Davis was born in Milledgeville, Georgia, on February 11, 1888, to Robert M. Davis, a merchant, and Katie Mann Davis. Davis’ mother was biracial and when Davis was five, he was left by his parents to be raised by his maternal grandmother. Davis John attended elementary school in Milledgeville from 1894-1901.

In 1903 Davis enrolled in Atlanta Baptist College (now Morehouse College) where he played on the football team and graduated from the institution eleven years later in 1911 with an Honors Bachelor of Arts degree in education. During his time at Atlanta Baptist College he worked as a personal servant for the college president, John Hope, the institution’s first African American president. Hope promoted Davis to position in the college’s business office. Davis was at the college when Black educational leaders such as W.E.B DuBois and Booker T. Washington spoke there. President John Hope encouraged Davis to attend graduate school, which he did from 1911 to 1913 at the University of Chicago.

In 1916, Davis married his first wife, Bessie Rucker, the daughter of a Georgia Reconstruction-era politician Henry Allan Rucker.

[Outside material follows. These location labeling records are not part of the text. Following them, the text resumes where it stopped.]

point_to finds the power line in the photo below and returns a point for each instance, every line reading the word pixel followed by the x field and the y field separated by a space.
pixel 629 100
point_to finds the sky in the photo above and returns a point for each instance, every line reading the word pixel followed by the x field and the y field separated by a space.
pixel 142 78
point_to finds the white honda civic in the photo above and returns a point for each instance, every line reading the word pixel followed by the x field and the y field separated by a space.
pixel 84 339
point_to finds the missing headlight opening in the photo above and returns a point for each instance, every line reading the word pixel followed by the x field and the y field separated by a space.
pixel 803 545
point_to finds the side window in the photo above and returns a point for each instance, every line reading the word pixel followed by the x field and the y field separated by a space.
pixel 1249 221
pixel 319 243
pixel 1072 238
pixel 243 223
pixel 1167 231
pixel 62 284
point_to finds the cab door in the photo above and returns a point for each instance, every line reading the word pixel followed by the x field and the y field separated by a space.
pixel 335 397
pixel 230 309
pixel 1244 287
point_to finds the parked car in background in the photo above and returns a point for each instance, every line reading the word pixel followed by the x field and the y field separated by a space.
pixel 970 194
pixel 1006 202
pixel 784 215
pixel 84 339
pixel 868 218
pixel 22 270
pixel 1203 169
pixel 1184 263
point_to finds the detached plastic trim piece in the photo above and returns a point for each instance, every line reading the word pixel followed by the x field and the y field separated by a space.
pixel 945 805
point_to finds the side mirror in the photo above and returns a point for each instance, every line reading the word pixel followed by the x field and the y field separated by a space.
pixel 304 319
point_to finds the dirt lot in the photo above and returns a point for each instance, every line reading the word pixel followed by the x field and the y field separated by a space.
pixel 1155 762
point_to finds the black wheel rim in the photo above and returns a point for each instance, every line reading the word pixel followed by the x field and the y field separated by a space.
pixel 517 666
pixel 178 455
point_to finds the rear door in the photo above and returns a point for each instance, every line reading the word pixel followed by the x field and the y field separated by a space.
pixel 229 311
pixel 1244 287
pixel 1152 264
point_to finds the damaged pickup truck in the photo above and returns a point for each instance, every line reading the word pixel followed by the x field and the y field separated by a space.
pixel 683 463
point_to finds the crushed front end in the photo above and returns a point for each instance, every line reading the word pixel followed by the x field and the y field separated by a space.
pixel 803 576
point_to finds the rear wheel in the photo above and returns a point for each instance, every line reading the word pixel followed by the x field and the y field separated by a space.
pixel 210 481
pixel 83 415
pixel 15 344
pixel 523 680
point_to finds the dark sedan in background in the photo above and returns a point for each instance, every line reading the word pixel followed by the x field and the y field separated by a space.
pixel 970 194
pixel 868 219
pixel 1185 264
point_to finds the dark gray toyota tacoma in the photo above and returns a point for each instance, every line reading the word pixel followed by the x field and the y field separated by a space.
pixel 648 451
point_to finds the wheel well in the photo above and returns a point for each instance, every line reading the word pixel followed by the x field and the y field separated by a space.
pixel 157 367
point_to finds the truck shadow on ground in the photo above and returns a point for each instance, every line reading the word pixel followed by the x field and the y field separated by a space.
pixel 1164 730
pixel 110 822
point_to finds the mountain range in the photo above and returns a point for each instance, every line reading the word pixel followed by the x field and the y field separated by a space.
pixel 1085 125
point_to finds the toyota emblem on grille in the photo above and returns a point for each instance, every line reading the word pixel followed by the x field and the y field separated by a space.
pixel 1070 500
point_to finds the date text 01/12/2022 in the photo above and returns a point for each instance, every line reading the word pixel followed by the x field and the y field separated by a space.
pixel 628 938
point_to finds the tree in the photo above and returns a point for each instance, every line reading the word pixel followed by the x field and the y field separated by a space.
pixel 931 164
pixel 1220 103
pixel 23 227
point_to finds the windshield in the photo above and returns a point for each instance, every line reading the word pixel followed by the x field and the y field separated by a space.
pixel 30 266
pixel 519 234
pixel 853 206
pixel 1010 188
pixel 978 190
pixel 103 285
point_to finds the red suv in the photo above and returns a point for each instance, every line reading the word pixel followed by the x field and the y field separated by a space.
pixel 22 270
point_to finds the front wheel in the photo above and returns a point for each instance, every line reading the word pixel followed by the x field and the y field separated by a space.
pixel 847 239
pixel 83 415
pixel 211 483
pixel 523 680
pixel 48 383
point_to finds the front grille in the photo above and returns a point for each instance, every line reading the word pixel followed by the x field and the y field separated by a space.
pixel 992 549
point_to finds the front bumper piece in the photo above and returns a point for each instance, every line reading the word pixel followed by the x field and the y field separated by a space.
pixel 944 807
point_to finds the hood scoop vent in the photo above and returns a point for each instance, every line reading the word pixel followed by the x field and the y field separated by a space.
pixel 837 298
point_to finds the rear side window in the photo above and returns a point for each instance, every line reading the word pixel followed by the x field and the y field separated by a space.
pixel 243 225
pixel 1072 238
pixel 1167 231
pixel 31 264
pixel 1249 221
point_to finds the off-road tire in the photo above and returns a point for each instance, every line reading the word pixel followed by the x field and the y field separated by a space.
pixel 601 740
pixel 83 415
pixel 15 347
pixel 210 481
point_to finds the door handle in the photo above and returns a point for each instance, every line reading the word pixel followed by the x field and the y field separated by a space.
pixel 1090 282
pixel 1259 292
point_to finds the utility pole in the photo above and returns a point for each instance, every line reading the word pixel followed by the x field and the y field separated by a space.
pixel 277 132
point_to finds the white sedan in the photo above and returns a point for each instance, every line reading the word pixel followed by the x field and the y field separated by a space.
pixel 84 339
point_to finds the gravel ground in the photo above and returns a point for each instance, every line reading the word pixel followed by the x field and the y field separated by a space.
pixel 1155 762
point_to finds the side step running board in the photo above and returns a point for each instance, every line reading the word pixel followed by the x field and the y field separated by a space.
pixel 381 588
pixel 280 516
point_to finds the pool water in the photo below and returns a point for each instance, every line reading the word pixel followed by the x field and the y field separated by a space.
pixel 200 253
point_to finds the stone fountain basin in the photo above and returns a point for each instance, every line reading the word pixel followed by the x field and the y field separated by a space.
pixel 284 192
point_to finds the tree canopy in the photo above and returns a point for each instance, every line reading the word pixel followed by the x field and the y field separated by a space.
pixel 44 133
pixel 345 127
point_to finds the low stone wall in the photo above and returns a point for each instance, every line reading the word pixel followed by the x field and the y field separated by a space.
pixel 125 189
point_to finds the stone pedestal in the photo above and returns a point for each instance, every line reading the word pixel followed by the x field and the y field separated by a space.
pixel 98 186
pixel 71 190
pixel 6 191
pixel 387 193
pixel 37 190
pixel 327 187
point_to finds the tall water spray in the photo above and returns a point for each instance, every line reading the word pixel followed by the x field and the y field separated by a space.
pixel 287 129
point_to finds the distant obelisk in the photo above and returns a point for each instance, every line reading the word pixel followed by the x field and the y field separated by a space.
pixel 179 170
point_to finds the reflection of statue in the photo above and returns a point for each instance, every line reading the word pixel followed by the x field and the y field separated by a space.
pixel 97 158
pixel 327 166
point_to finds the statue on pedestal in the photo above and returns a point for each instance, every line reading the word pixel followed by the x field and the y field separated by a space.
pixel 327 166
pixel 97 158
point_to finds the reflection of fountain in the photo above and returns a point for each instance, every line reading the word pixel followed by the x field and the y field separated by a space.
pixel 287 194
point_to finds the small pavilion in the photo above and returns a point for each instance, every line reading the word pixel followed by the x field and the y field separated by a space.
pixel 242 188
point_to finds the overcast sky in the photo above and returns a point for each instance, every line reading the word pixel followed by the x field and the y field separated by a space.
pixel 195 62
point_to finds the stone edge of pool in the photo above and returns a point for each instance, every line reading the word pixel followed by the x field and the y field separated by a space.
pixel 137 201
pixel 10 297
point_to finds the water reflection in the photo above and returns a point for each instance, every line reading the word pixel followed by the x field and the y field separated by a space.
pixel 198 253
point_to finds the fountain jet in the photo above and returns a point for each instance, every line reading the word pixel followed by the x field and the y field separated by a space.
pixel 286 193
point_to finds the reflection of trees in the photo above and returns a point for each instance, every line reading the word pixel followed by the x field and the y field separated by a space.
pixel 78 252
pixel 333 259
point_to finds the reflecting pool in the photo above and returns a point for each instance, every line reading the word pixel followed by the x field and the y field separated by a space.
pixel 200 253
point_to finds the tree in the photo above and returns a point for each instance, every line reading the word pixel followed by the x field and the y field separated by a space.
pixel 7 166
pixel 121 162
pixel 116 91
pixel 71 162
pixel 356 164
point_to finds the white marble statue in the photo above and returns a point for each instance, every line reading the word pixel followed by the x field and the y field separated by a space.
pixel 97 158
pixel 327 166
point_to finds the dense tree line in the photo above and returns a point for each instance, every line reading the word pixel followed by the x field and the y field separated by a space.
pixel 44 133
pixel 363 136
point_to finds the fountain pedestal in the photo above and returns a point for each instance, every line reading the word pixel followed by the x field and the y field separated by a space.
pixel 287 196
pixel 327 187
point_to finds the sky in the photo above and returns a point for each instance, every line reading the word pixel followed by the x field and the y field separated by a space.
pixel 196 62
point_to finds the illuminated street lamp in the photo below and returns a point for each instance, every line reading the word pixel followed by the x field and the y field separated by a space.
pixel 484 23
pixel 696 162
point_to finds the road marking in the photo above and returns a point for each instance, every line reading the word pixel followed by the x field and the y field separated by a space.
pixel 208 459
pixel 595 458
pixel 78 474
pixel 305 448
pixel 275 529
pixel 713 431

The couple had two daughters, Constance and Dorothy. After Bessie’s death, Davis in 1932 married Ethel Elizabeth McGee, the Dean of Women at Spelman College. They had one daughter, Caroline.

John W. Davis completed his Ph.D. in Chemistry and Physics in 1913 and became a professor of Chemistry at his alma mater, Atlanta Baptist College. During his time as a professor he helped found Atlanta’s first NAACP chapter with Walter Francis White who eventually became the longtime Executive Director of the Association. From 1917 to 1919, Davis served as the executive secretary at the YMCA (Young Men Christian Association) in Washington, D.C.

On August 20, 1919, 31-year-old Davis was picked to succeed Byrd Prillerman as president of West Virginia College Institute. During Davis’ first ten years as president he expanded the academic curriculum and oversaw the construction of new buildings. In 1927 West Virginia Collegiate Institute became the first African American college accredited by the NCA (North Central Association of Colleges and Schools) due to Davis’s efforts to improve the school. In 1929 West Virginia Collegiate Institute became West Virginia State College. Davis also created the Colored Deaf and Blind extension service for Black students who were visually and hearing impaired so that they could attain college degrees. Often known for selecting promising high school students for admission to the institution, one of his most famous choices was Katherine Jackson who later became the famous African American mathematician who used her critical skills to aid NASA with its early spaceflights in the 1960s.

John Warren Davis was a member of Sigma Pi Phi fraternity and Phi Betta Kappa Honor Society. In his retirement, Davis continued to work for the NAACP as a consultant. Davis died in Institute, West Virginia on July 12, 1980 at the age of 92. John Davis’ legacy continues through West Virginia College where the Fine Arts building is named after the former President.